Hey man. I went with super market at the time cause I paid premium for them to cut it. Basically material cost was double. If I went to my local metal supplier, I could of gotten the material for 60-65% less. Also, my second video on the rotisserie, I had to modify it for more clearance when moving the "T" piece that mounts to the car. Instead of some triangle gussets, I just welded more passes for strength. The gussets prevented me from moving the piece up more for balancing the 240.
Beveled edge would definitely add more strength but a 6mm weld fillet at 1" long with this mig welding wire allows it to gave about 40000 psi tensile pull. More than enough 😊
This is what I need to do, Cuz My 200sx had a problem where the wires get old and start breaking apart..., im still new in these electrical stuff, might be risky, will you list down the parts for the wire mod? 😢
The electrical bulk head is called" Radium Engineering Electrical Bulkhead Stud Kit - 6 Pack ". You will have to add in that plate of metal to meet the height required for those plastic insert or try another way to fill in that gap.
If I have access to cheaper material then I would build it. It works great. Ended up selling my rotisserie to another fella for $1400. Some folks that built this, got material for around $300.
Hey man. Unfortunately it did cost me a bit cause I paid premium price for metal super market to cut all to size. Some folks in Usa got the material for under $300 to build this. Depends on your source. If I got whole length steel from varsteel. It would be alot cheaper for sure. This is just a educational video :)
These bolts are your generic : 6mm x1.0 Grade 10.9 bolts. Varies from 12mm, 15mm, 20mm long. Zinc coated! I just bought boxes of 100. It's fairly cheap.
@@julienchardon9101 yes that is possible but your oil cooler should be clean! If it's clean to begin with, it shouldn't put any debris in the engine. I installed it base on the recommendation from the company that supplied it. If you put the filter after your oil cooler , then that means unfiltered oil can potentially build up in your oil cooler, we don't want that.
This is great! I have an '85 S12 with a crusty hanger and tank. These pump hangers are impossible to find in good shape and there's no aftermarket. I'm likely to do something like this soon.
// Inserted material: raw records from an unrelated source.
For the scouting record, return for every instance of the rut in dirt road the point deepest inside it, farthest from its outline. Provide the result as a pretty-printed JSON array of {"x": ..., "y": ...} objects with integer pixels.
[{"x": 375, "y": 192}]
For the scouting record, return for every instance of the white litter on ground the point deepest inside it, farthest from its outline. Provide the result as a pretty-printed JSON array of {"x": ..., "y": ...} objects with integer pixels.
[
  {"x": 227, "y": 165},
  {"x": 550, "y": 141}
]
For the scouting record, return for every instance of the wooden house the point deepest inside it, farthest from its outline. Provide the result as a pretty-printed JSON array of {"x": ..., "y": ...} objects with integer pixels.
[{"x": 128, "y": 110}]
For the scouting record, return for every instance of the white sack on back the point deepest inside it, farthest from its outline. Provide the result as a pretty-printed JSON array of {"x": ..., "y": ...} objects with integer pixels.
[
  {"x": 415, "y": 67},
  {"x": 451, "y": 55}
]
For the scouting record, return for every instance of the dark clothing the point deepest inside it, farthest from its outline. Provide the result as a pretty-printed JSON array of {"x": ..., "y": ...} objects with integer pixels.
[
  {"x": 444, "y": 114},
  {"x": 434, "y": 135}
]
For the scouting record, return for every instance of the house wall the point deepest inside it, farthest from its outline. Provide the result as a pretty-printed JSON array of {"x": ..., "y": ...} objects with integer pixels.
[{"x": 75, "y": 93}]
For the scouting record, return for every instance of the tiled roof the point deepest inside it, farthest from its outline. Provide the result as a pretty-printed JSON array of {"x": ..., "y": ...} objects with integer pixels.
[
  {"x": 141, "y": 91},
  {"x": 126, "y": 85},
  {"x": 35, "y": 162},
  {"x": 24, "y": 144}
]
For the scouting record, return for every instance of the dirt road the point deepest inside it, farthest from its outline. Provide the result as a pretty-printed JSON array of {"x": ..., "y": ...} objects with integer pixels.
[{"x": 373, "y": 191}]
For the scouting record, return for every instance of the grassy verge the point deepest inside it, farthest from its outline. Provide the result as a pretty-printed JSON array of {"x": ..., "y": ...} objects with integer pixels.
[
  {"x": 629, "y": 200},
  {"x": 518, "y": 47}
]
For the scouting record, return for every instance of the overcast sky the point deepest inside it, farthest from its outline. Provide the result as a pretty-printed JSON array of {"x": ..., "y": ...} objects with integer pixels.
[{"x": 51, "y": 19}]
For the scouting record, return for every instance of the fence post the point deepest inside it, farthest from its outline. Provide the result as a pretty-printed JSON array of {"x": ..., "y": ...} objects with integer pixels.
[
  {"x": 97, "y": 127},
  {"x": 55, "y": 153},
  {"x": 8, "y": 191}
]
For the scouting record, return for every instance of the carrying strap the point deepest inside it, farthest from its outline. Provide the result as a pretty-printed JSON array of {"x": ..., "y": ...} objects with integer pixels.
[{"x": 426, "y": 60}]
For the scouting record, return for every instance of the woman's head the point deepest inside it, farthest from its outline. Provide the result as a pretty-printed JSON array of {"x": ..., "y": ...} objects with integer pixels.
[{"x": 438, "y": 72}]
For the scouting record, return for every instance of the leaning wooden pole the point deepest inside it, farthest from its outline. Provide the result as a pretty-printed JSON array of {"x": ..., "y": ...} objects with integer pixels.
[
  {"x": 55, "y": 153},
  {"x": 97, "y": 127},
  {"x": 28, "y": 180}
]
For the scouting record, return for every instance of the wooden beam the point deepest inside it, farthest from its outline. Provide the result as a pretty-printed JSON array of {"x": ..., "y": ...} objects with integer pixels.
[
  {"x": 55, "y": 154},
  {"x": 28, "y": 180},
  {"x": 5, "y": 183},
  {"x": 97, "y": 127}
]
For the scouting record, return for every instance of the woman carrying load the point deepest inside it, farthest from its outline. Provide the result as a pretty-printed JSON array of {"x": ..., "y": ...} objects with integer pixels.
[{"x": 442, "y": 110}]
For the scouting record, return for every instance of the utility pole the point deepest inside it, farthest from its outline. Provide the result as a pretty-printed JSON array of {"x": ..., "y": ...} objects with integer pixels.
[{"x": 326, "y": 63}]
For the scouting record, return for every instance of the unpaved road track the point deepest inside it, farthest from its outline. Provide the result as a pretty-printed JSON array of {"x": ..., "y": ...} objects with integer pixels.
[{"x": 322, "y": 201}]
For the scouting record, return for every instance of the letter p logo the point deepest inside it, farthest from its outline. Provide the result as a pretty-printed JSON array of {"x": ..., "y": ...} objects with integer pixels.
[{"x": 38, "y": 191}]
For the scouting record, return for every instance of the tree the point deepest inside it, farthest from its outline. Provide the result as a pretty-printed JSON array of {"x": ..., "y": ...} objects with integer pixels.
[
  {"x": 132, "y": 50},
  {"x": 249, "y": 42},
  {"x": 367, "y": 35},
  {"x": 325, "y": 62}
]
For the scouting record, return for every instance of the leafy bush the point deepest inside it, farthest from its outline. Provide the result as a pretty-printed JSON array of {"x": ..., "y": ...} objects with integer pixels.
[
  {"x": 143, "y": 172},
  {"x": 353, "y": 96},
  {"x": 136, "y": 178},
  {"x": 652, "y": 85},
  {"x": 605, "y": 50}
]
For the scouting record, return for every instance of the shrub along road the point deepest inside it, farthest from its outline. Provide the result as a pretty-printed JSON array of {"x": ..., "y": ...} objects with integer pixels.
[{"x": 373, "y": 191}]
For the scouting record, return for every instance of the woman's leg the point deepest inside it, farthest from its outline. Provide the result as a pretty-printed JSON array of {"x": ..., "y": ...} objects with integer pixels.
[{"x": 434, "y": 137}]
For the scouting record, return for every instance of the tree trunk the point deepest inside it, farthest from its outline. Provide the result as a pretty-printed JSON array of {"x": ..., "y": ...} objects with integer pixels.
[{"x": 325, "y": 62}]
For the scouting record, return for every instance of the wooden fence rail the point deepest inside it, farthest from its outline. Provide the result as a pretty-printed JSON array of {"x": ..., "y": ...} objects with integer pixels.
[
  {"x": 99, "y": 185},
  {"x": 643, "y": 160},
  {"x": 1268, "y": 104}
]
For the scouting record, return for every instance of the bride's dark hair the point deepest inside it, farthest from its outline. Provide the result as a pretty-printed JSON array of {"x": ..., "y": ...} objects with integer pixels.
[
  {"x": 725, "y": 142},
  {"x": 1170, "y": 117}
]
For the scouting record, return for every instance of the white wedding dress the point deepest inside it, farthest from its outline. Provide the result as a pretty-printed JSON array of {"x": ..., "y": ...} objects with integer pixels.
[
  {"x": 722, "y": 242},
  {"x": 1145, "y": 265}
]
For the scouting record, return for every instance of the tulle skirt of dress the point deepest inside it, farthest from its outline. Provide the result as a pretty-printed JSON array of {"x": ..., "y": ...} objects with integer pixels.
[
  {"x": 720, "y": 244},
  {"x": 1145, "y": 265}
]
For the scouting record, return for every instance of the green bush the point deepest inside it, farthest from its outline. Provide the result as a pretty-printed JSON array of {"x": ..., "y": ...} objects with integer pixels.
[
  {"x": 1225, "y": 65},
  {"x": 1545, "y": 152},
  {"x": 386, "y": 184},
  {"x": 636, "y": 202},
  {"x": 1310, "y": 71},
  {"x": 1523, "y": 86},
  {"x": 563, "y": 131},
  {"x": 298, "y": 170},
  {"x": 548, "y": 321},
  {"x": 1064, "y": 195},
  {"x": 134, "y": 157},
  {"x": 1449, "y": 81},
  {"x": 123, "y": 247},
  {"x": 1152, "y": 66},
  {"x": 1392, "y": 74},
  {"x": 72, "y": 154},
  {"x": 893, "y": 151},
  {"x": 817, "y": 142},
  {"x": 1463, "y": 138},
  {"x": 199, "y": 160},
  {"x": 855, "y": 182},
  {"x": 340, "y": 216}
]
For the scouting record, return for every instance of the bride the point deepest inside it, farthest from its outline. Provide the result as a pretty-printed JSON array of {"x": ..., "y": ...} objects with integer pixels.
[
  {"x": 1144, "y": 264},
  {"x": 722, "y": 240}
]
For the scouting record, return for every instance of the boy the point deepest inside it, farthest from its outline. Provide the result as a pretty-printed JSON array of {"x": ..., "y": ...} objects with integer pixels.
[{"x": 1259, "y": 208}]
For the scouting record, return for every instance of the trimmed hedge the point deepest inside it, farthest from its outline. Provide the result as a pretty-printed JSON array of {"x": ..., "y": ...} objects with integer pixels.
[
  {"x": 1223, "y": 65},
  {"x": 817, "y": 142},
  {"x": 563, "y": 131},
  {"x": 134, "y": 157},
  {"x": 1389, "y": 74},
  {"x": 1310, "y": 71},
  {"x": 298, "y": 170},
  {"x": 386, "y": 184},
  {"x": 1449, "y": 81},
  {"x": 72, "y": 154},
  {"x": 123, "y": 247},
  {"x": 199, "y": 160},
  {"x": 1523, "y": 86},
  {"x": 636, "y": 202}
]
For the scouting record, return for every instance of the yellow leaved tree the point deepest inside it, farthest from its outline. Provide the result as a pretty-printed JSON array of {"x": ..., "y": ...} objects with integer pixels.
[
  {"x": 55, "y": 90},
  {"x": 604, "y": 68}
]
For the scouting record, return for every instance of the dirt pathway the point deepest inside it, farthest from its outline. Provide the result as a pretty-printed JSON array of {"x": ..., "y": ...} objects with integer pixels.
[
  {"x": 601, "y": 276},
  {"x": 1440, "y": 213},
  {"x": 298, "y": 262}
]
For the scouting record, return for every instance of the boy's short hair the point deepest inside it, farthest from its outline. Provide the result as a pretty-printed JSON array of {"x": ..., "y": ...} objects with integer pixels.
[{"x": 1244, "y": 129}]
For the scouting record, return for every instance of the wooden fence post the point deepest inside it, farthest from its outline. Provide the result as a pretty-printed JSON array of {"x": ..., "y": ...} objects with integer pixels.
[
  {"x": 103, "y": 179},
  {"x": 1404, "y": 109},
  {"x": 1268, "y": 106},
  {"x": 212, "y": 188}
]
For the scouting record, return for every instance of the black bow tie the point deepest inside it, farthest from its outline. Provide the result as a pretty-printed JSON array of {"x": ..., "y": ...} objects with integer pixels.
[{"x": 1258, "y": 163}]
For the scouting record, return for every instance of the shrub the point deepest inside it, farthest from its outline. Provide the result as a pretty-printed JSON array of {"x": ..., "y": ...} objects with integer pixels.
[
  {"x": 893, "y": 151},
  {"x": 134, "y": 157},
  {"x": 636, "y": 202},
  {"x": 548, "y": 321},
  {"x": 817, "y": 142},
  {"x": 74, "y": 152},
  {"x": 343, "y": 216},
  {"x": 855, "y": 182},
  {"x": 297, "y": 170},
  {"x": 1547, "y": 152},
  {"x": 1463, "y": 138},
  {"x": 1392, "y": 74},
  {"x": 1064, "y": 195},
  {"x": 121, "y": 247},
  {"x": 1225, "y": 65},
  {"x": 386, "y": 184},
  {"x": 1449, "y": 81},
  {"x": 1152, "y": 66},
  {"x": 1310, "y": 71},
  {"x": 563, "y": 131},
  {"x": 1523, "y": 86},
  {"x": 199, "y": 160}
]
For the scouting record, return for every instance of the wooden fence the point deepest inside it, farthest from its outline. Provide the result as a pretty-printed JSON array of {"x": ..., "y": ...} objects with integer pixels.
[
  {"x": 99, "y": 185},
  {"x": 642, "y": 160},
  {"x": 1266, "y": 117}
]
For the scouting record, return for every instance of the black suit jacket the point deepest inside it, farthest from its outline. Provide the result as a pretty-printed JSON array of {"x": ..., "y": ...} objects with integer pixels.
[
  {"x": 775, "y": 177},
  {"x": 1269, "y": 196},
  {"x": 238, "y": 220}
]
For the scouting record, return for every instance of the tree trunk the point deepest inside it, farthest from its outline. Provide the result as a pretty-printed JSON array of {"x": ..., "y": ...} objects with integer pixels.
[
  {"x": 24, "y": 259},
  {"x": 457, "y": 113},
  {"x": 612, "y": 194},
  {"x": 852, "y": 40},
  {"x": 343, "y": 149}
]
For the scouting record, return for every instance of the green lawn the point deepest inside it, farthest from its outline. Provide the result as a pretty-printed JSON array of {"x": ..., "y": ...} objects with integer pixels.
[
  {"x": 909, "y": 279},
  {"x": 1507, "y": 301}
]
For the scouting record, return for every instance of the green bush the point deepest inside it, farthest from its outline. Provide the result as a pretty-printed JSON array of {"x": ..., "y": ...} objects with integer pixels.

I've been watching since the beginning, looks like it's coming along great. I'm planning a new build, but I'm having trouble sourcing an RB for less than the price of a house. Are they cheaper in Canada?
@@240Tony I'm in Maine on the border with St Stephen New Brunswick. Prices on this side of the river will set you back more than $10000 USD for a RB26DETT, and I'm looking at a RB25DET right now for $8K.
RB26DETT is crazy now since GTR price went nuts. Rb25dett you can find out of many options but still need to source a manual Transmission and that's pricey also.
@@240Tony Yeah, problem is here the cars those engines were available in were illegal for a very long time. Now that the first R34's are becoming legal in the states the prices are flying high, franchise films didn't help either. I'm going to use a T56 from Tremec and an adapter plate from Australia. They have all the goods.
My inside wasn't rusted so I never touched it. There's products out there that can treat the inside of your gas tank, I personally never used those products before.